El recaudador de impuestos entrecerró los ojos, mirando con impaciencia a la familia de tres personas frente a él.
Zhang Shun dijo con justa indignación:
—Señor, ¡nuestra familia pagó el impuesto de otoño hace diez días!
El recaudador sostuvo el registro en su mano y resopló fríamente:
—Si pagaste, ¿por qué el nombre de tu familia no está escrito aquí?
—¡Imposible!
Zhang Shun gritó:
—¡Vi con mis propios ojos cómo lo escribiste, estás intentando cobrar el impuesto a mi familia dos veces deliberadamente!
—¡Calumniador!
El recaudador de impuestos azotó su látigo, derribando al joven al suelo.
—¡¿Por qué no cobro doble a otras familias sino solo a la tuya?!
Un corte sangriento apareció instantáneamente en el rostro de Zhang Shun.
Apretó los dientes, intentando discutir, pero la Tía Li lo detuvo rápidamente, esbozando una sonrisa:
—Shun, cierra la boca, si el oficial dice que no pagamos, entonces no pagamos.
El niño era joven y desconocía la ferocidad del recaudador de impuestos.
Hay un dicho, «No temas al oficial, sino a quien hace cumplir la ley», no mires al recaudador como un simple funcionario menor, ¡a veces es más aterrador que el Magistrado del Condado!
—Señor, por favor espere, volveré a casa y traeré el dinero para compensarlo.

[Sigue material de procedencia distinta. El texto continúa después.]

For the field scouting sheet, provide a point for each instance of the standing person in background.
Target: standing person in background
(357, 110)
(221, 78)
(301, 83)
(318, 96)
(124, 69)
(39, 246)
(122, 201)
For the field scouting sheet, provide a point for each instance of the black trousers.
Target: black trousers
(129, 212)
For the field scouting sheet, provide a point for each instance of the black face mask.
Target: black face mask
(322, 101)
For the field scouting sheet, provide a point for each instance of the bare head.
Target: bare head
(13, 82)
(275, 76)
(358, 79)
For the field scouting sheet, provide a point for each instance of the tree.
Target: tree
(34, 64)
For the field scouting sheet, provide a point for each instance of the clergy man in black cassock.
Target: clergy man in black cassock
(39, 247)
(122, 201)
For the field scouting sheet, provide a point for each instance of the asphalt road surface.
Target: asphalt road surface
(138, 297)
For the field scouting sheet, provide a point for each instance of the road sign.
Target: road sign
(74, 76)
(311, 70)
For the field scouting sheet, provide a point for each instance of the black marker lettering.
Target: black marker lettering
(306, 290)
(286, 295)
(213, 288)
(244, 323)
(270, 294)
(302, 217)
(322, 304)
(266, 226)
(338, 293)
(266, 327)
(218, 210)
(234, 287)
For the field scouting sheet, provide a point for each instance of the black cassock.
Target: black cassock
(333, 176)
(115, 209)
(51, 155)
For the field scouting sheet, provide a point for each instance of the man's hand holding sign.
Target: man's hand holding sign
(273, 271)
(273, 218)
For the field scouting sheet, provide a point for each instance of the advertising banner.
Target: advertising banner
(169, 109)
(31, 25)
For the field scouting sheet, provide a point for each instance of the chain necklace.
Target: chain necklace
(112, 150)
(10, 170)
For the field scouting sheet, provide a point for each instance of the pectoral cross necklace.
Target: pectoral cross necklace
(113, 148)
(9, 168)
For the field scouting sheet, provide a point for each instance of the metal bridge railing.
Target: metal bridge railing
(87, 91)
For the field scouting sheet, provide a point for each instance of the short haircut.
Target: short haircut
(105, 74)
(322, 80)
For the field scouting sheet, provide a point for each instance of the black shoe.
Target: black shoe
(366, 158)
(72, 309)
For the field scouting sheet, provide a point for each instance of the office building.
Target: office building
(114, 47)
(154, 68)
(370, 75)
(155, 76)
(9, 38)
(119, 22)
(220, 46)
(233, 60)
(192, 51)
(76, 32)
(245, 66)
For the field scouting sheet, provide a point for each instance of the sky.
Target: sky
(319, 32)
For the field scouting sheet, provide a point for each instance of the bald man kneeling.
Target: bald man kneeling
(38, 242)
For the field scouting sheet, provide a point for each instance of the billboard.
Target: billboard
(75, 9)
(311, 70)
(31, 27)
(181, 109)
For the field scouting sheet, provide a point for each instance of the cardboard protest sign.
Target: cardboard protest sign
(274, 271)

La Tía Li no tenía idea de cuándo habían ofendido al recaudador, planeando resolver el problema actual antes que nada.
Se apresuró a buscar el dinero.
Poco después, un grito desesperado resonó desde la casa.
—¡Oh cielos!
—¿Dónde está el dinero…
¡Los trece taels de plata escondidos bajo la jarra de agua habían desaparecido sin dejar rastro!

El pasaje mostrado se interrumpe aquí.